Damit wird das Haushaltsrecht in Europa weitgehend ausgehebelt. Die Wirtschafts- und Sozialpolitik werden fremdbestimmt – nach den Zielen der internationalen Finanz-Eliten und deren vom Steuerzahler finanzierten Finanz-Polizei aus EZB, EU und IWF.

Der IWF betreibt diese Aushöhlung der nationalen Souveränität – zu der auch die Tarifautonomie und die Mitwirkung von Betriebsräten gehören - schon seit 2012 aktiv: Damals hatte der IWF die „Integrated Surveillance Decision“ (ISD) – eine Art freiwillige Überwachungs-Verpflichtung der Mitgliedsstaaten – verabschiedet. Diese Richtlinie ermöglicht es dem IWF, „sich effektiver in der Innenpolitik und Wirtschaftspolitik“ einzelner Staaten „zu engagieren“ (mehr hier).

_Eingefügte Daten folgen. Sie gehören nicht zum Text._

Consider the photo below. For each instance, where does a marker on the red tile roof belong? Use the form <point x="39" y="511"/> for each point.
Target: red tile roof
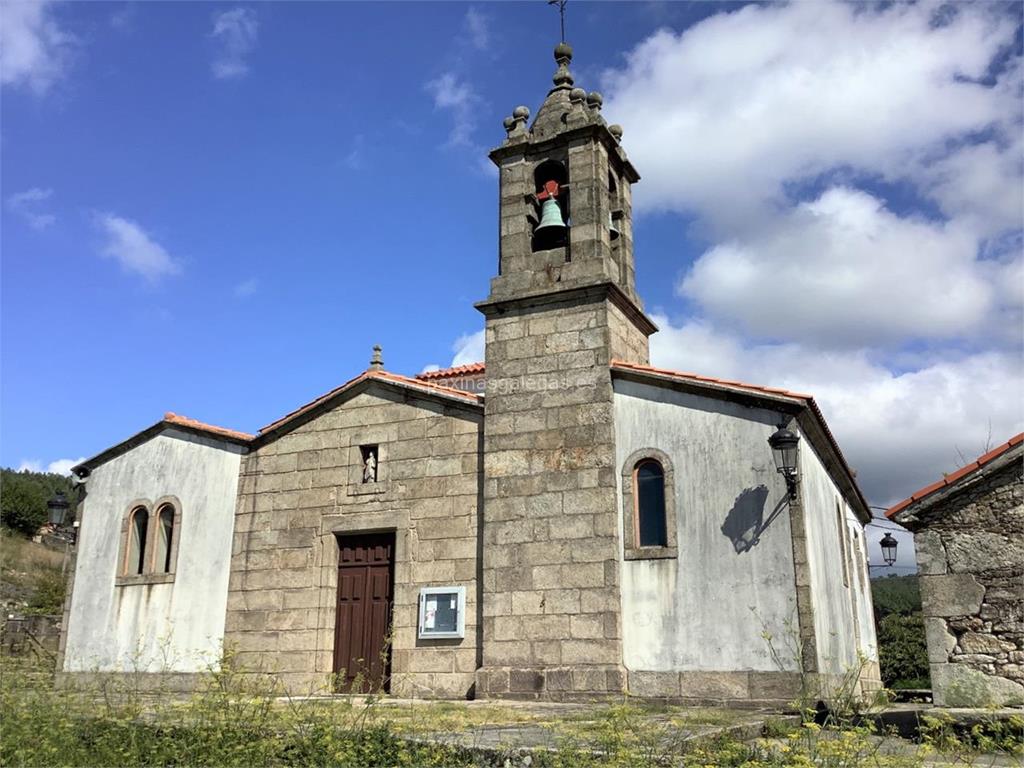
<point x="954" y="477"/>
<point x="472" y="369"/>
<point x="423" y="386"/>
<point x="184" y="421"/>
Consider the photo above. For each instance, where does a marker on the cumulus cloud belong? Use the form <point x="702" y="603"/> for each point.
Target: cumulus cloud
<point x="476" y="29"/>
<point x="899" y="427"/>
<point x="468" y="348"/>
<point x="455" y="95"/>
<point x="235" y="32"/>
<point x="853" y="272"/>
<point x="29" y="204"/>
<point x="247" y="288"/>
<point x="35" y="50"/>
<point x="132" y="247"/>
<point x="752" y="100"/>
<point x="58" y="467"/>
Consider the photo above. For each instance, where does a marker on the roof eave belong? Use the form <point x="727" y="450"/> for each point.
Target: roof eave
<point x="352" y="387"/>
<point x="792" y="403"/>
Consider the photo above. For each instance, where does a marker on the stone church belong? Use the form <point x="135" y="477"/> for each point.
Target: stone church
<point x="560" y="521"/>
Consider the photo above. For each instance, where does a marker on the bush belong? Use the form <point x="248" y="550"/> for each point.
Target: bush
<point x="903" y="651"/>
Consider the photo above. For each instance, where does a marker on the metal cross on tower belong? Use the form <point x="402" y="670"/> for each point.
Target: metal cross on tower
<point x="561" y="13"/>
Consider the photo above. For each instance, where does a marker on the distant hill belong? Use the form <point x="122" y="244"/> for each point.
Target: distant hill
<point x="902" y="650"/>
<point x="24" y="496"/>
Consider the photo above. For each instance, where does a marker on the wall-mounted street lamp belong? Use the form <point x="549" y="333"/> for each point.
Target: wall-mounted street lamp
<point x="783" y="450"/>
<point x="889" y="545"/>
<point x="57" y="509"/>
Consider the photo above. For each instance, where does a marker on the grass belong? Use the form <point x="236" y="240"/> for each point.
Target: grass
<point x="239" y="719"/>
<point x="30" y="574"/>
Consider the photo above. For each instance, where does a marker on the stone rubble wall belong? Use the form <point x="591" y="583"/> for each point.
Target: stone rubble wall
<point x="971" y="560"/>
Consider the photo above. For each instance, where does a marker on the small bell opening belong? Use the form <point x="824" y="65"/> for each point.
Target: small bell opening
<point x="550" y="181"/>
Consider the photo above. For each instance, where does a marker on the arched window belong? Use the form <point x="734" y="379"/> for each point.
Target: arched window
<point x="138" y="524"/>
<point x="165" y="539"/>
<point x="649" y="526"/>
<point x="648" y="478"/>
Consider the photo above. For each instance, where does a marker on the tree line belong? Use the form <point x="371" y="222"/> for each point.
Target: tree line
<point x="24" y="496"/>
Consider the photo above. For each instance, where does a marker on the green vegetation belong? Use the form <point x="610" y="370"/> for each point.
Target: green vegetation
<point x="902" y="649"/>
<point x="24" y="497"/>
<point x="30" y="574"/>
<point x="239" y="719"/>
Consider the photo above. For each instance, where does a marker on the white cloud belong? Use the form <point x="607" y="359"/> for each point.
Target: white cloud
<point x="35" y="50"/>
<point x="456" y="96"/>
<point x="844" y="270"/>
<point x="236" y="32"/>
<point x="899" y="429"/>
<point x="247" y="288"/>
<point x="477" y="32"/>
<point x="59" y="467"/>
<point x="723" y="116"/>
<point x="468" y="348"/>
<point x="132" y="247"/>
<point x="27" y="205"/>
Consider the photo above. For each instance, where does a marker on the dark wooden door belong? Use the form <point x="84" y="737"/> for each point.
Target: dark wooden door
<point x="361" y="650"/>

Diese weitreichenden internationalen Veränderungen erfahren durch die Beschlüsse in Brüssel eine massive Vertiefung in Europa. Die nationalen Parlamente werden davon wenig mitbekommen – ein EU-Papier aus dem Büro Herman Van Rompuys sieht vor, dass die „nationalen Parlamente idealerweise beratend einbezogen werden, bevor die vertraglichen Vereinbarungen mit der Kommission formalisiert werden“. Damit werden die Parlamente zu Folklore-Veranstaltungen degradiert, die zwar ihren Senf dazugeben, auf das Ergebnis jedoch keinerlei Einfluss nehmen können.

Damit wird in Fragen der Wirtschafts- und Sozialpolitik die Kompetenz der Gestaltung von der Gesetzgebung auf das Vertragsrecht verlagert. Auf diesem Wege erwirbt die EU-Kommission die Möglichkeit, ihre Interessen – in der Regel die der großen Industrie-Konzerne – rechtsverbindlich in den Nationalstaaten durchzusetzen.

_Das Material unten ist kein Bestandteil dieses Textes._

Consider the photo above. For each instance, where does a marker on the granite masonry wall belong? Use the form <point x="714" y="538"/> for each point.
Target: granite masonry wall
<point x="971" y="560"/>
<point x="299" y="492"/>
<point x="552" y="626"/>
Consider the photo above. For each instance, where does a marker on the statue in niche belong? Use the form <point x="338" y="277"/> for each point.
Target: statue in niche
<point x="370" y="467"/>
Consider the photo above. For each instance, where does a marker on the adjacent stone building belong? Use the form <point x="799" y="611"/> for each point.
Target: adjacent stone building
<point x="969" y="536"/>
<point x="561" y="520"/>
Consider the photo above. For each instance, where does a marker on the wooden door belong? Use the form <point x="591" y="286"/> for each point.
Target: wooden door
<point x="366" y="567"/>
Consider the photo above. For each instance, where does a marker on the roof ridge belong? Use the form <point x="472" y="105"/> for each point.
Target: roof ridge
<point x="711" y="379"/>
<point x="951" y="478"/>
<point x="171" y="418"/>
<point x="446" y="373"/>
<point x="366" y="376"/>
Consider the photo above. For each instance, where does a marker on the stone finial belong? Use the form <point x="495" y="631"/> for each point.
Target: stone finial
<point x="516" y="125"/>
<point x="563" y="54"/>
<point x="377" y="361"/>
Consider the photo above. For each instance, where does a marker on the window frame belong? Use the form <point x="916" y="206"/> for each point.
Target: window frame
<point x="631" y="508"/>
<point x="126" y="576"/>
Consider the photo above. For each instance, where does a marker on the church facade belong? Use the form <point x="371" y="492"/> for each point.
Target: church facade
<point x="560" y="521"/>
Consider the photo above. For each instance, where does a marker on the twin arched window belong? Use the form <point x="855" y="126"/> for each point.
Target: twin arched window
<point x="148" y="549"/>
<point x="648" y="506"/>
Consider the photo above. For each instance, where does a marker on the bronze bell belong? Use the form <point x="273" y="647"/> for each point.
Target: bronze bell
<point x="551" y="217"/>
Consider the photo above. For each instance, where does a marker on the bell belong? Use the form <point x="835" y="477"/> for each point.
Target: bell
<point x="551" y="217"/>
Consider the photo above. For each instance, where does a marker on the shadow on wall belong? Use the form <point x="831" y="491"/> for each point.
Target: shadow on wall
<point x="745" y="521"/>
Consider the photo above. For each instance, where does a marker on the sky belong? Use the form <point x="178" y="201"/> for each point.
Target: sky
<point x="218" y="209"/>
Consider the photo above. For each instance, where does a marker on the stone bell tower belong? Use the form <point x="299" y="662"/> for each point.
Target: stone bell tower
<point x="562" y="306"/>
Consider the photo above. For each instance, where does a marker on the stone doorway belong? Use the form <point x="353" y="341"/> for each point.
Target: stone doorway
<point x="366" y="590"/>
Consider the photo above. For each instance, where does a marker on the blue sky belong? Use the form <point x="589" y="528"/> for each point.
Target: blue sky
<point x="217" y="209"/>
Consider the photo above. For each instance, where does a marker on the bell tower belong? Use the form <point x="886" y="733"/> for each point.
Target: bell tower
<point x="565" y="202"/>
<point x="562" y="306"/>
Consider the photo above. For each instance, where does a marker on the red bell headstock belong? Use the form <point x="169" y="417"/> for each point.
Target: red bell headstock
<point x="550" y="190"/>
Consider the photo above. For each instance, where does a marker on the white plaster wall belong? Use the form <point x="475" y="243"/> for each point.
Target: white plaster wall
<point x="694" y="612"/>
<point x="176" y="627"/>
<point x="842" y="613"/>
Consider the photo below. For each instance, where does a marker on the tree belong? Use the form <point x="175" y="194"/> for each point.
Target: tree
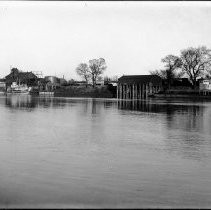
<point x="196" y="62"/>
<point x="83" y="71"/>
<point x="171" y="64"/>
<point x="96" y="69"/>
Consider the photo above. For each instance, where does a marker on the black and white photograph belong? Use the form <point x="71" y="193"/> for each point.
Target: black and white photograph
<point x="105" y="104"/>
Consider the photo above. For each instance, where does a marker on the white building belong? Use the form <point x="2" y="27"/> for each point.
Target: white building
<point x="205" y="85"/>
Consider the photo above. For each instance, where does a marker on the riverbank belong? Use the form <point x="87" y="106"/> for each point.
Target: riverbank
<point x="89" y="92"/>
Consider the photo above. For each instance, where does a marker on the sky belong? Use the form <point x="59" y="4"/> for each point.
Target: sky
<point x="55" y="37"/>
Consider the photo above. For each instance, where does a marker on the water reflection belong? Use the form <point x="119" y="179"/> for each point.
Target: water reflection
<point x="138" y="151"/>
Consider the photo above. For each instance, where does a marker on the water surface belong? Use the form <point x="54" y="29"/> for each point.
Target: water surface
<point x="75" y="152"/>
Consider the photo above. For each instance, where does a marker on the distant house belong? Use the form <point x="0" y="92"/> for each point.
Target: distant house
<point x="138" y="86"/>
<point x="27" y="78"/>
<point x="205" y="84"/>
<point x="2" y="85"/>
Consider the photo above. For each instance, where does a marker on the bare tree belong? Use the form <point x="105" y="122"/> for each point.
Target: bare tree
<point x="96" y="69"/>
<point x="171" y="63"/>
<point x="196" y="62"/>
<point x="83" y="71"/>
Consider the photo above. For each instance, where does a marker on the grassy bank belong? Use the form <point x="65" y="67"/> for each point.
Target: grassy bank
<point x="98" y="92"/>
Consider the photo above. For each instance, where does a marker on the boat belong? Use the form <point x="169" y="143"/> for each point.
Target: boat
<point x="18" y="89"/>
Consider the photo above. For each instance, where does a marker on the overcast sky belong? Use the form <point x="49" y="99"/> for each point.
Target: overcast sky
<point x="54" y="37"/>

Damit der Putsch nicht allzu offensichtlich wird, brüstet sich die EU – unter der Federführung von Angela Merkel – eines gewaltigen Programms, welches unter dem Titel „Ausbildungsgarantien für Jugendliche“ den Eindruck erwecken soll, dass die EU in der Lage ist, reale Arbeitsplätze zu schaffen. Doch schon die EU selbst zeigt sich in einem Vorbereitungspapier zum Gipfel enttäuscht, dass offenbar viele Staaten „bislang noch keine Umsetzungspläne für Ausbildungsgarantien für Jugendliche vorgelegt haben“. Das ist peinlich für die EU – denn sie hat versprochen, „dass die Beschäftigungsinitiative für Jugendliche ab Januar 2014 in vollem Umfang anlaufen kann.“

Andrej Hunkos Einschätzung dieser Propaganda-Maßnahme:

„Ich gehe davon aus, dass es sich hier mal wieder um einen zahnlosen Tiger handelt. Das katastrophale Krisenmanagement in der EU, das maßgeblich von der deutschen Bundesregierung geprägt wurde, hat in der Tat zu historischen Arbeitslosenzahlen vor allem bei Jugendlichen geführt. Es ist offenkundig, dass in diesem Bereich etwas getan werden muss, wenn man nicht eine ganze Generation dem sozialen Abstieg ausliefern will. Bisher sieht es so aus, als wenn die EU-Kommission den Mitgliedstaaten vorschreiben will, Jugendlichen unter 25 Jahren einen Arbeits-, Ausbildungs- oder Praktikumsplatz zu garantieren. Wie die Länder dies umsetzen sollen bleibt aber schleierhaft – und Sanktionen bei Verstößen sind auch nicht vorgesehen. Es wird wohl bei einer Absichtserklärung bleiben.“

Der EU-Gipfel, der am Freitag zu Ende geht, wird daher keinem einzigen arbeitslosen Jugendlichen in Europa helfen.

Er wird jedoch von jenen mit großem Wohlgefallen betrachtet werden, die ein Interesse an der Besitznahme und Plünderung Europas haben (mehr zu diesen Leuten hier).